The film marked a big moment for Pantetlion, which is a partnership between Lionsgate and Videocine established in 2010. Aiming to provide Hispanic moviegoers with "a steady source of exciting and original films, which include top-rated Latino actors, directors and writers," the company not only had huge success with "Instructions," but also had a $5.9 million grosser with "Pulling Strings." And notably, both films got a very rare "A+" Cinemascore from filmgoers.
2. "12 Years a Slave"
After opening to a $48,617 average from 19 theaters, Steve McQueen's Solomon Northup biopic "12 Years a Slave" has spent 12 weekends averaging over $1,000 per theater, boosting up above $2,000 the last two weekends thanks to its mammoth awards season haul so far. While the $38 million Steve McQueen's "12 Years a Slave" has now grossed could be seen in comparison to many recent major Oscar contenders as mildly underwhelming, when one considers the hardly marketable content (a dark, sometimes brutal exploration of slavery), its $20 million budget, and the fact that there could be a good $10-20 million where that came from once the Oscar nominations come out, "12 Years" stands firmly in the success story column (and should end up topping the aforementioned "Instructions" as the year's highest grossing specialty film by the end of January).
3. "20 Feet From Stardom"
From "12 Years" to "20 Feet," upstart RADiUS-TWC found its first major theatrical hit in Morgan Neville's "20 Feet From Stardom," which was far and away the highest grossing documentary of 2013 (and among the 40 highest grossing of all time). Things started out strong but unspectacular for the backup singer doc, which averaged $18,199 from three theaters in its first weekend. But then the film rather remarkably held up in theaters for 30 weeks (its actually still playing in five), taking its total to $4.8 million. That made it the highest grosser ever for RADiUS, which typically puts focus on digital releases, but made "20 Feet" its first exclusively theatrical film. It definitely paid off.

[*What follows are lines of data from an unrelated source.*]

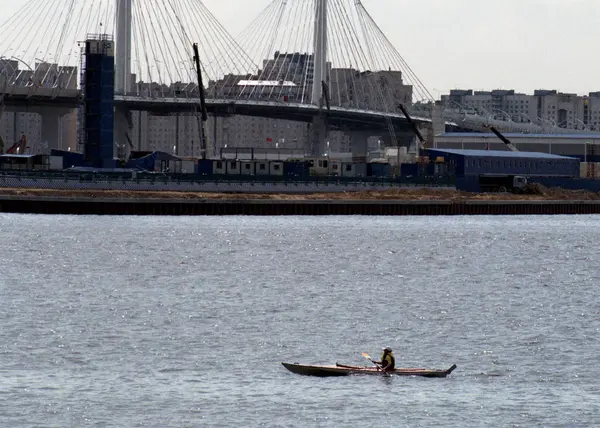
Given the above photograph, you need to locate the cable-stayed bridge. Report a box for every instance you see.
[0,0,592,154]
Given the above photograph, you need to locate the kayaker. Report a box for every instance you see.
[373,346,396,372]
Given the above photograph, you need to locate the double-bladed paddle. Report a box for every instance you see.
[363,352,381,370]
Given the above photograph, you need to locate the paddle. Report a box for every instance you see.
[363,352,381,370]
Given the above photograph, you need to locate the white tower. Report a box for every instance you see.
[311,0,327,105]
[115,0,133,94]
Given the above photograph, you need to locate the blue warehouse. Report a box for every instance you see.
[426,149,580,192]
[427,149,580,177]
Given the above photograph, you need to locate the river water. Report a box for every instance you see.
[0,215,600,428]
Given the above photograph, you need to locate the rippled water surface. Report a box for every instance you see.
[0,215,600,428]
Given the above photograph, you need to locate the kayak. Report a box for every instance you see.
[281,363,456,377]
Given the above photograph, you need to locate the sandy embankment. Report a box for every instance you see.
[0,185,600,201]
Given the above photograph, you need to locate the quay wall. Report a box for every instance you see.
[0,196,600,216]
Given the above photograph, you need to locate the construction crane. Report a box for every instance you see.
[6,135,28,155]
[398,104,427,149]
[486,125,519,152]
[192,43,208,159]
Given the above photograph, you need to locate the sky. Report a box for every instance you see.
[0,0,600,98]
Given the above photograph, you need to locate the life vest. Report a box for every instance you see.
[381,352,396,370]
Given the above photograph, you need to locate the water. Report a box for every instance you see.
[0,215,600,428]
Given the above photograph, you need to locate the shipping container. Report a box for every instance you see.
[241,161,256,175]
[269,161,283,177]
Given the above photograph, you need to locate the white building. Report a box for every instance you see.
[441,89,600,130]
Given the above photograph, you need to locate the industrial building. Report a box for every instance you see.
[425,149,580,192]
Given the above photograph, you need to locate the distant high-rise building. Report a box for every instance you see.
[441,89,600,130]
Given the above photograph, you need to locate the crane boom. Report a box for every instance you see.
[488,126,519,152]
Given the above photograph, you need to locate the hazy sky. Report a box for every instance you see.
[0,0,600,98]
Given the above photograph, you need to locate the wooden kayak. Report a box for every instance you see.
[281,363,456,377]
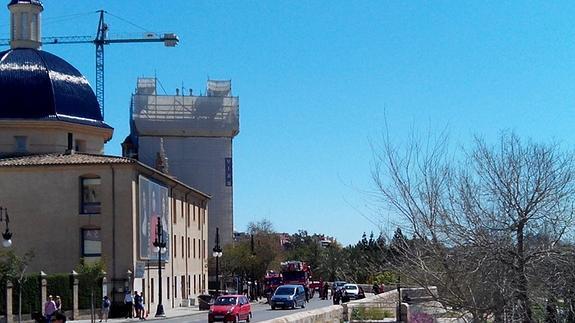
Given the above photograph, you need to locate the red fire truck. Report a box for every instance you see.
[281,260,311,296]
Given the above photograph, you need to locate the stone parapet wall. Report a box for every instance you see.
[262,305,343,323]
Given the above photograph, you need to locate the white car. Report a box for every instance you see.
[342,284,365,299]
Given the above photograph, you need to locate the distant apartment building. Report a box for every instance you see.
[123,78,239,250]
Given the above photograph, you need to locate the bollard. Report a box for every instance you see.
[6,280,14,323]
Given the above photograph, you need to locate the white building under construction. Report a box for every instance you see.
[122,78,239,251]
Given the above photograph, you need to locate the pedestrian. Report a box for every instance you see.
[124,289,134,319]
[323,282,329,300]
[48,311,66,323]
[371,283,379,295]
[44,295,56,322]
[54,295,62,312]
[134,291,145,320]
[332,289,341,305]
[100,296,112,322]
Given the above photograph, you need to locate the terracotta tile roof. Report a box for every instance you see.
[0,153,136,167]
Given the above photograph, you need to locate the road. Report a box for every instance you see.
[161,294,332,323]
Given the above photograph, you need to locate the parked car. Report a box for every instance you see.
[331,280,347,294]
[208,295,252,323]
[342,284,365,302]
[270,285,305,310]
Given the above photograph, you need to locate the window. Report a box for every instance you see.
[174,234,178,258]
[14,136,28,153]
[174,276,178,298]
[82,229,102,260]
[19,12,30,40]
[81,178,101,214]
[150,278,156,303]
[74,139,87,152]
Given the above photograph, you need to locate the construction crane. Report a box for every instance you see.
[0,10,180,117]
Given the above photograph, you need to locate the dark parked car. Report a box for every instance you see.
[270,285,305,310]
[208,295,252,323]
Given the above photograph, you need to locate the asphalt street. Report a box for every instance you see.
[161,294,332,323]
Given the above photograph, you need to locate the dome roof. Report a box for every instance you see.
[0,48,109,128]
[8,0,42,6]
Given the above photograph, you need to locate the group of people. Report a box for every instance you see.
[41,295,66,323]
[124,290,147,320]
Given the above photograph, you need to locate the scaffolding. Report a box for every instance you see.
[132,78,239,137]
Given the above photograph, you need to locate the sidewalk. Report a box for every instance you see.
[68,306,208,323]
[73,298,266,323]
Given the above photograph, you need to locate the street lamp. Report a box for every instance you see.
[0,206,12,248]
[248,234,257,301]
[212,228,222,296]
[397,274,402,322]
[153,217,166,317]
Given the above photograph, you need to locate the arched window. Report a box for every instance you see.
[80,176,102,214]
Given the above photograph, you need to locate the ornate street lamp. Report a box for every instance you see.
[248,234,257,301]
[397,274,402,323]
[0,206,12,248]
[212,228,222,296]
[154,217,166,317]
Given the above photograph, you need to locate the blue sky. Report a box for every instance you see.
[0,0,575,244]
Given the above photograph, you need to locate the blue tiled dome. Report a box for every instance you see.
[0,48,109,128]
[8,0,42,6]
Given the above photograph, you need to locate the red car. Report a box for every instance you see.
[208,295,252,323]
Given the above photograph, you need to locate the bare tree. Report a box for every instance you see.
[372,133,575,322]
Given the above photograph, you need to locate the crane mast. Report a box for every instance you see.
[0,10,180,118]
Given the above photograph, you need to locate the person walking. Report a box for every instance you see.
[322,282,329,300]
[54,295,62,312]
[100,296,112,322]
[134,291,146,320]
[44,295,56,322]
[124,289,134,319]
[371,283,379,295]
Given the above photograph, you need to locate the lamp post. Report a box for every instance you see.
[397,274,402,322]
[0,206,12,248]
[212,228,222,296]
[249,234,257,301]
[154,217,166,317]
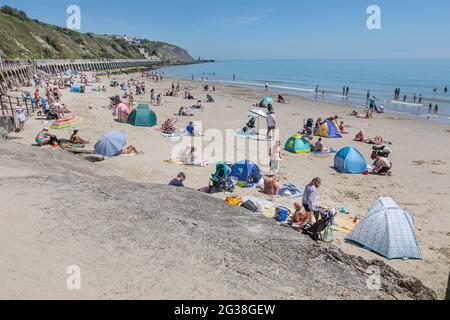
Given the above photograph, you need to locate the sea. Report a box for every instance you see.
[160,60,450,122]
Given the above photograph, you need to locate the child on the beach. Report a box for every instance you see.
[169,172,186,188]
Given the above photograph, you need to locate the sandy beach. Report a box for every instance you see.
[0,74,450,297]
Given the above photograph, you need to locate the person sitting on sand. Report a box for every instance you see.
[156,93,164,107]
[186,121,195,137]
[314,138,325,152]
[327,116,339,123]
[264,172,281,196]
[353,131,367,143]
[315,118,323,130]
[192,100,203,109]
[35,128,59,146]
[302,178,322,224]
[308,137,316,152]
[120,146,141,155]
[339,121,347,134]
[372,157,392,176]
[70,129,89,145]
[169,172,186,188]
[178,106,188,117]
[366,136,384,145]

4. "Blue Jasmine" and the continuing box office might of Woody Allen.
Sony Classics decided to opt out of the festival circuit entirely with Woody Allen's latest, which made some wonder if it was critically more of a "To Rome With Love" than a "Midnight in Paris." The former managed decent box office despite negative reviews, while the latter soared to a Woody Allen record after opening Cannes to strong ones. But come July, "Blue Jasmine" opened to good notices (particularly for Cate Blanchett, who is the frontrunner to win the best actress Oscar) and arguably even better box office (without the added cost of heading to festivals). It averaged a stunning $102,011 per theater in its first weekend, going on to gross over $33 million. That's the fifth best gross for an Allen film, after "Midnight in Paris," "Hannah and Her Sisters," "Manhattan" and "Annie Hall," and makes it clear that Sony Classics has figured out a strategy to maximize Woody's potential: As summer counterprogramming to blockbluster fare.